Die Nazis verboten Prozessionen, die Beteiligung an den Wallfahrtsoktaven ließ nach. Nach dem verheerenden Nazikrieg waren die Baaler 1950 wieder zur Wallfahrtsausrichtung erholt. Doch ein anderer Umstand trug dazu bei, dass Baal als Wallfahrtsort in einer entsprechenden Umfrage des Bistums Aachen 1980 nicht mehr erwähnt wurde: Die Ur-Haupt-Klientel, die Bauern, waren zu einer absoluten Minderheit geworden, und weil zum anderen "der Tierarzt die Funktion der Heiligen übernahm", wie Dr. Wolfgang Herborn und Frank Körfer in einem Beitrag zum Buch "1100 Jahre Baal - Beiträge zur Ortsgeschichte" 1993 schreiben.

Im März hatte die Brigida-Pfarre ihre vier melodischen Glocken gefeiert, die vor 50 Jahren, am 12. März 1967, geweiht worden waren, nachdem sie tags zuvor am Ortseingang auf dem Berg auf ihrem Weg von der Glockengießerei Gescher in Westfalen empfangen und zur Kirche geleitet worden waren. 25 Jahre zuvor, im März 1942, so melden es die Pfarrmitteilungen, hatte man zwei der drei Turm-Glocken fürs Kanonenfutter des Nazikriegs abliefern müssen, die wiederum 1926 angeschafft worden waren: die Brigida-Glocke, 1010 Kilogramm schwer, und die der "Unbefleckten Empfängnis" geweihte Glocke, 564 Kilo schwer. Einzig die Petrus-Canisius-Glocke, die leichteste, durfte bleiben und allein den Dienst am Himmel über Baal bis März 1967 tun, als die vier neuen Läutwerke kamen. Sie wurde demontiert und eingeschmolzen.

Zum Glockenguss waren viele Baaler Anfang März 1967 per Bus nach Gescher gereist. Einige Schwierigkeiten gab die Montage der neuen, 1000 Kilo schweren Christkönigsglocke mit einem Durchmesser von 1,18 Metern und Ton f'. Als sie vor dem hing mussten Ziegelsteine entfernt werden, damit sie Durchlass fand.

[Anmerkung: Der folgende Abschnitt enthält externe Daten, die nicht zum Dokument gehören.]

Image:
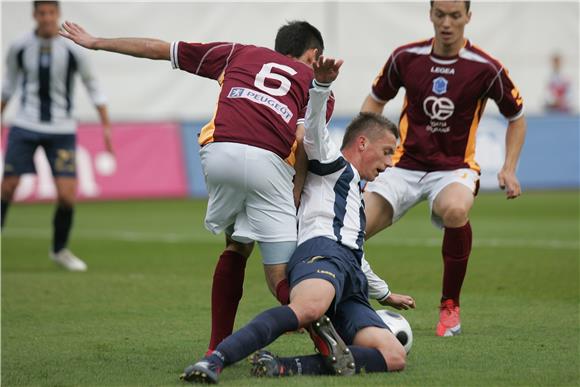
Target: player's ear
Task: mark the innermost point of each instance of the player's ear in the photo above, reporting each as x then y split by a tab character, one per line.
362	143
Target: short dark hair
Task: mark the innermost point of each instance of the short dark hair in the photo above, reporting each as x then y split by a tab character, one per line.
296	37
38	3
467	4
370	124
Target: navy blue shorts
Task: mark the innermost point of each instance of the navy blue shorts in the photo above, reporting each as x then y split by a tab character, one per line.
22	143
326	259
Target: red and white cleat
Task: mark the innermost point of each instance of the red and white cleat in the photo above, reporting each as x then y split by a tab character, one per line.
449	322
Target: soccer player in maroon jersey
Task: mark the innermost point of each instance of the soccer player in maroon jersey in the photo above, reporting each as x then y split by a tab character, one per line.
247	148
447	81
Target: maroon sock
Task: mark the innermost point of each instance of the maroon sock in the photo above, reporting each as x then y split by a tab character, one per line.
456	250
283	292
226	292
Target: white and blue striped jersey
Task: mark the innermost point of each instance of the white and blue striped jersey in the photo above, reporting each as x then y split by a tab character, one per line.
45	70
332	204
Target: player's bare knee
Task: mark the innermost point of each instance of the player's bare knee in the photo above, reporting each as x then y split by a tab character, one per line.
307	312
455	216
244	249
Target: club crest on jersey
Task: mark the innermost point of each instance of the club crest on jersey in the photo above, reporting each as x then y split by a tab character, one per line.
440	85
443	70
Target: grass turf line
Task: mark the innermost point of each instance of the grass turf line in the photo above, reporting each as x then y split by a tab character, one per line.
141	312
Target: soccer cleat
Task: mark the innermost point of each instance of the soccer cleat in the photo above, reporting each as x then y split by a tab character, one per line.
334	351
68	260
204	371
266	364
449	323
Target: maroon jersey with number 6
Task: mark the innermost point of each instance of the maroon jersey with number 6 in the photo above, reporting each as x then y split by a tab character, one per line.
444	102
263	95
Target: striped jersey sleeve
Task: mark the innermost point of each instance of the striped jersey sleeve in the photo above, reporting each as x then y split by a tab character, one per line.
388	81
206	60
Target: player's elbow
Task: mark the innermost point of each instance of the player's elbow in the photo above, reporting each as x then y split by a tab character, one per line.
396	359
371	105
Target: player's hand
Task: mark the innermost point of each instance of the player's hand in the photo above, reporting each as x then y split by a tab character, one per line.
509	182
326	69
78	35
399	301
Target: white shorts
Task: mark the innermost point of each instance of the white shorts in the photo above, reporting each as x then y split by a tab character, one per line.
404	188
250	193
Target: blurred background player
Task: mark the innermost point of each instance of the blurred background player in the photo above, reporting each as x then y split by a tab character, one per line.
247	150
559	89
447	81
45	65
325	270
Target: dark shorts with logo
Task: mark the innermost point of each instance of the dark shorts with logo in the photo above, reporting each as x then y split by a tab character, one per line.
22	143
326	259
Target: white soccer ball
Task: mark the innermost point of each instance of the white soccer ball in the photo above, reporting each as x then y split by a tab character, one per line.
399	326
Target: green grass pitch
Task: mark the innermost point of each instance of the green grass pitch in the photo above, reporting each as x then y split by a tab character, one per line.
141	313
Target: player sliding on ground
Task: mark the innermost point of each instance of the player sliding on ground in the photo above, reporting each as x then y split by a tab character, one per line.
247	150
260	109
325	270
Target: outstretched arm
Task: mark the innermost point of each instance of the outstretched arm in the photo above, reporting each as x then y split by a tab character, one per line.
139	47
515	136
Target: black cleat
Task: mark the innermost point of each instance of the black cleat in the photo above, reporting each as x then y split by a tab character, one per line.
266	364
203	371
335	352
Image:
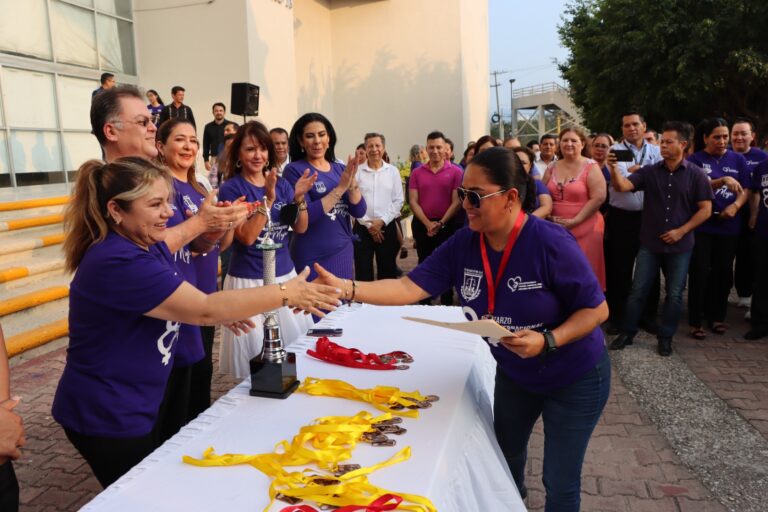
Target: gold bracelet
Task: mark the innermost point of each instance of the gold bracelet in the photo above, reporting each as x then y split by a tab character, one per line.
284	288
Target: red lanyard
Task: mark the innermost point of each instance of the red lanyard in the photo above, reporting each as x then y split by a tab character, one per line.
494	284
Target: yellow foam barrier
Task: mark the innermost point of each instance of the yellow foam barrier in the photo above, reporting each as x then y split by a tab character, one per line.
30	300
37	337
44	220
33	203
12	273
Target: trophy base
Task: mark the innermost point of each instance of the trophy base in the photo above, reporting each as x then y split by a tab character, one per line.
274	380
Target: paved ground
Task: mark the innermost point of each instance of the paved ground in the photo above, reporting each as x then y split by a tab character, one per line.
631	463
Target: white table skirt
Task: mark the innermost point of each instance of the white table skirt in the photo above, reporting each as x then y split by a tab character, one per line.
456	461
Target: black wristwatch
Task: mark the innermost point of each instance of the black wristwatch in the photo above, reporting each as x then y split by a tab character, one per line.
550	345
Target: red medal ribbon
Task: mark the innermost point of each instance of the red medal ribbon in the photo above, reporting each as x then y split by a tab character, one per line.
494	284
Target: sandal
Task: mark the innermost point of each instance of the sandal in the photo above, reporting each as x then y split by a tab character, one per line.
718	327
697	333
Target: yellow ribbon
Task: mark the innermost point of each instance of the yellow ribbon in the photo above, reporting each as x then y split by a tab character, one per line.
331	439
381	397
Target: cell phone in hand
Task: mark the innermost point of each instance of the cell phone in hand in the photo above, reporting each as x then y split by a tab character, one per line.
330	332
623	155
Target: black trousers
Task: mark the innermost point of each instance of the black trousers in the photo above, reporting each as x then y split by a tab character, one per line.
744	273
110	458
174	409
385	253
426	245
9	488
759	309
201	374
710	277
622	241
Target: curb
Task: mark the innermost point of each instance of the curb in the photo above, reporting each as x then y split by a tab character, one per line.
33	203
37	337
30	300
13	273
32	243
43	220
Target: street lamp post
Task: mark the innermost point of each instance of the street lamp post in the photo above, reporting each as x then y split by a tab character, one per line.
513	124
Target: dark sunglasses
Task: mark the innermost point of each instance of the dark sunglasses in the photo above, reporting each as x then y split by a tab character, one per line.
474	197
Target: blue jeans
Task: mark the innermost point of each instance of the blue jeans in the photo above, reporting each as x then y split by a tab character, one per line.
570	415
675	269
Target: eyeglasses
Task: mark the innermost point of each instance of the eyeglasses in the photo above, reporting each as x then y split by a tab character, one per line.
474	197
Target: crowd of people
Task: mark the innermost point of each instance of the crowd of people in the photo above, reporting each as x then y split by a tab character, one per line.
559	241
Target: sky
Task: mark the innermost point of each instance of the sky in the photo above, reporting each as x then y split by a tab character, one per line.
524	41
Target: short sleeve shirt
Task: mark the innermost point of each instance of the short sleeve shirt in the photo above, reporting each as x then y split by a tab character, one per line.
547	278
671	199
248	261
435	189
730	164
118	359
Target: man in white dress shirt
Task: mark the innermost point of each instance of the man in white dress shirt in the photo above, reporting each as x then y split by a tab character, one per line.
382	188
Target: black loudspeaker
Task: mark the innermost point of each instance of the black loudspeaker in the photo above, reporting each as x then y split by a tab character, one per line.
245	99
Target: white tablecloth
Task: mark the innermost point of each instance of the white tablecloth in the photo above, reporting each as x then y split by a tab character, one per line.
455	460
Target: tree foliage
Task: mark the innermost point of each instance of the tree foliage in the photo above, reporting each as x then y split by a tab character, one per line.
670	59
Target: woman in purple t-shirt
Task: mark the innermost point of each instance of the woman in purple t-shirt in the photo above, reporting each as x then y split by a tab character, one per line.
710	274
530	276
127	299
250	174
332	202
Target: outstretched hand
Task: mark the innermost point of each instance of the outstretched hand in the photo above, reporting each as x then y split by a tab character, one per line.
311	297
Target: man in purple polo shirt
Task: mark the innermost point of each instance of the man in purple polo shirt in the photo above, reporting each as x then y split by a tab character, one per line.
434	201
758	205
677	199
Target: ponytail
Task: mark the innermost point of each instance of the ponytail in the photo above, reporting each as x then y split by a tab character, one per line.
86	220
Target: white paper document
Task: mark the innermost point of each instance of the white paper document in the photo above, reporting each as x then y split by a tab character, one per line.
486	327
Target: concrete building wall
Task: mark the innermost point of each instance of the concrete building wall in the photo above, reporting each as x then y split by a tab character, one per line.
200	47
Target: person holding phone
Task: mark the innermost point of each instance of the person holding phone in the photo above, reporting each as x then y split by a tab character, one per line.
250	166
711	271
531	277
622	224
677	199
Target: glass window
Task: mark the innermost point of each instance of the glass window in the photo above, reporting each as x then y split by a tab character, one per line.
35	151
29	98
75	35
79	147
121	8
27	33
75	102
116	44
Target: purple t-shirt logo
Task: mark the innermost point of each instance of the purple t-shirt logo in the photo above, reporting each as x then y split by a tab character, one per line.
172	330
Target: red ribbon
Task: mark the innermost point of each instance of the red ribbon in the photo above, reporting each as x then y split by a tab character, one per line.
333	353
493	284
384	502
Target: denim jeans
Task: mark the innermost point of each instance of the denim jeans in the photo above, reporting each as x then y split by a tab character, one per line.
569	414
675	269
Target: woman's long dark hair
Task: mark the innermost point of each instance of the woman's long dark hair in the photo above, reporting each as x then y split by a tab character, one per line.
164	132
294	139
504	168
704	129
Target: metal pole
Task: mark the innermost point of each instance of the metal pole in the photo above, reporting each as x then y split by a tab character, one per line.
513	124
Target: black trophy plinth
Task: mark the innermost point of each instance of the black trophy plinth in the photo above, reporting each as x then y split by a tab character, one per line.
272	379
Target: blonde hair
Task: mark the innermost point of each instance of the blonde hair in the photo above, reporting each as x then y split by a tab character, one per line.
86	219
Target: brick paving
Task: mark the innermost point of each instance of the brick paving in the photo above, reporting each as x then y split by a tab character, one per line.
630	466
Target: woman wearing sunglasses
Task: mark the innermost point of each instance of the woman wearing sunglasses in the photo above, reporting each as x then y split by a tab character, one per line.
578	189
535	281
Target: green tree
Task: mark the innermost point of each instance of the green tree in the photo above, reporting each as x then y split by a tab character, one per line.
671	59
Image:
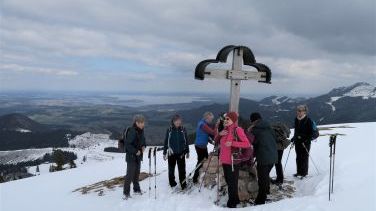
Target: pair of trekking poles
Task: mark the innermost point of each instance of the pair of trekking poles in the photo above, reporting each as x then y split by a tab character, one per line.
215	152
154	151
332	156
309	155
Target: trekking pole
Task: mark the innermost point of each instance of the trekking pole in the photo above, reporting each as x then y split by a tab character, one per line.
193	171
332	145
207	167
218	178
155	172
288	155
334	159
330	166
311	159
149	156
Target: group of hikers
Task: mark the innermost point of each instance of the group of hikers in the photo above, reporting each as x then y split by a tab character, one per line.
261	140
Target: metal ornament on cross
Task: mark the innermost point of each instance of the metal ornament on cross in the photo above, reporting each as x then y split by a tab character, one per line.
241	55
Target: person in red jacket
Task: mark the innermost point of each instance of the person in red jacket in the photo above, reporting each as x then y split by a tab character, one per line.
228	141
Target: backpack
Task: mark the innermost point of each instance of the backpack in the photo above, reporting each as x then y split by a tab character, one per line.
315	131
121	141
242	155
282	133
169	149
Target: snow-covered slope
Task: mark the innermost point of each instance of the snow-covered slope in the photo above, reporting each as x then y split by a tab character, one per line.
354	188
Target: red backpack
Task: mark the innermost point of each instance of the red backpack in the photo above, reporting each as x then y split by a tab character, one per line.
243	155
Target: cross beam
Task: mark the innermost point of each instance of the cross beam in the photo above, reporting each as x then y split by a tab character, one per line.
241	55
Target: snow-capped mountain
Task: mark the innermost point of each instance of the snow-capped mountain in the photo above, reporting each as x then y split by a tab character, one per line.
352	190
337	106
20	123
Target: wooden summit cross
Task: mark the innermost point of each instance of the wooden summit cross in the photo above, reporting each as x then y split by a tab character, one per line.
241	55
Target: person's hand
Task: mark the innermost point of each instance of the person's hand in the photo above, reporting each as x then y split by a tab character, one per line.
223	133
228	144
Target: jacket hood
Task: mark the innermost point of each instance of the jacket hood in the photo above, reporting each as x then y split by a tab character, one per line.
262	124
234	125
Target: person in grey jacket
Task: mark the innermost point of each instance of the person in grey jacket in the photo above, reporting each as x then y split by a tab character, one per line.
175	150
266	154
134	147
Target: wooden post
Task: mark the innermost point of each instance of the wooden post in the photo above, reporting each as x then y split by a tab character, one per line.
235	83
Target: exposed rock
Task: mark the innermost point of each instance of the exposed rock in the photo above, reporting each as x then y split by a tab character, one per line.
247	184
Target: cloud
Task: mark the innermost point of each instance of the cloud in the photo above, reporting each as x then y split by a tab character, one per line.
162	41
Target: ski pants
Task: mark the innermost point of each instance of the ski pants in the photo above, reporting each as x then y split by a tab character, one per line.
174	159
202	153
132	176
263	180
231	178
302	157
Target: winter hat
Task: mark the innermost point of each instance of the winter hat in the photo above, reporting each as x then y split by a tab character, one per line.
255	116
175	117
233	116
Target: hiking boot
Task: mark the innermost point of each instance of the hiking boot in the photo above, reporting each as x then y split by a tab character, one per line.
183	185
195	180
303	176
138	192
276	182
173	184
296	175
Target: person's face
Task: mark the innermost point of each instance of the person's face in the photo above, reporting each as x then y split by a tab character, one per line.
228	121
178	123
140	125
209	119
300	112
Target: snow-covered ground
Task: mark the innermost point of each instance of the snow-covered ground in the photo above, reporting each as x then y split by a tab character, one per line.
354	187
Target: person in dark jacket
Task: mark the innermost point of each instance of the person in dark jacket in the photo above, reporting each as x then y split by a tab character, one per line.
265	148
302	139
203	132
176	149
282	134
134	147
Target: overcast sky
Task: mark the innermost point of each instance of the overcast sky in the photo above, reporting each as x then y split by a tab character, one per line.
154	46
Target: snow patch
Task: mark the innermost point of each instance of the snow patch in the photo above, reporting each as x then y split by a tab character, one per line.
23	130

Die Josefsglocke hat einen Durchmesser von 76 Zentimetern und wiegt 270 Kilogramm, bedient Ton c'. Die Brigidaglocke hat einen Durchmesser von 86 Zentimetern, wiegt 380 Kilogramm und hat Ton b'. Die Marienglocke verfügt über einen Durchmesser von 98 Zentimetern, hat ein Gewicht von 560 Kilo und ist zuständig für Ton as'.